Single molecules keep to the straight and narrow

01 Dec 2020 Isabelle Dumé
molecular telegraphy
Precisely sending and receiving single molecules. Courtesy: L Grill

A change in the position of a single molecule can determine the outcome of a chemical reaction, but studying such movements is difficult because molecular motion is random at the atomic scale. Researchers at the University of Graz in Austria, together with colleagues in Germany and the US, have now succeeded in controlling the motion of single organic molecules by using the sharp tip of a scanning tunnelling microscope (STM) to shift them 150 nm along a flat surface.

In the work, researchers led by Leonhard Grill placed dibromoterfluorene (DBTF) molecules on an extremely flat silver surface under ultrahigh vacuum at cryogenic temperatures (7 K). Since the orientation of a molecule on a surface can affect how it diffuses along that surface, Grill and colleagues decided to try rotating individual molecules of DBTF using the sharp tip of the STM. To their surprise, they found that the molecules became extremely mobile when their orientation matched that of a specific atomically close-packed configuration of the silver surface. This increased mobility appears as a bright and smooth “stripe” in the STM images that runs across a single row of atoms over the entire region scanned.
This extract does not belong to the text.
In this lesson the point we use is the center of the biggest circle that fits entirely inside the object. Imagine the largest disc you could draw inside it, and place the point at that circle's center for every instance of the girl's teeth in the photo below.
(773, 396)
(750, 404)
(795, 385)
“Sender-receiver” experiment

The team then used the STM tip to apply a local electric field to single molecules. They found that the electrostatic forces induced by this field caused the molecules to move along a perfectly straight track, in a direction that depended on whether the electrostatic forces were attractive or repulsive. In this fashion, molecules could be sent or received over distances of up to 150 nm, with a final position that could be controlled within 0.01 nm. The researchers also measured the time required for the molecules to travel this distance, and calculated the speed of a single molecule to be roughly 0.1 mm/s.
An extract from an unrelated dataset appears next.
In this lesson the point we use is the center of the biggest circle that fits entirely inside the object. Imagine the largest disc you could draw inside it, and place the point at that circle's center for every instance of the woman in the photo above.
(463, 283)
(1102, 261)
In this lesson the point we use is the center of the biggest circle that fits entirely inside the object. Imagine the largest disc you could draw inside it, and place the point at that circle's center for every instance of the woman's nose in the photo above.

In a further experiment, Grill and colleagues created a “sender-receiver” set-up in which they successfully transferred a single molecule between two independent probes – like two people throwing and catching a ball. To do this, the “sender” tip applies a repulsive force to the molecule, which then moves to the exact position of the “receiver” tip. The information encoded within the molecule (such as its elemental composition and atomic arrangement) is thus transmitted, too.

Members of the team, who include researchers from Oak Ridge National Laboratory in the US, the Humboldt-Universität zu Berlin, the Leibniz Institute for Interactive Materials and Aachen University, say they now plan to study how molecular speed correlates with chemical and structural properties. “Such experiments should allow us to determine the kinetic energy and momentum of molecules and help us measure energy dissipation as the molecules diffuse or after they collide with other molecules,” Grill tells Physics World.

Full details of the present research are reported in Science.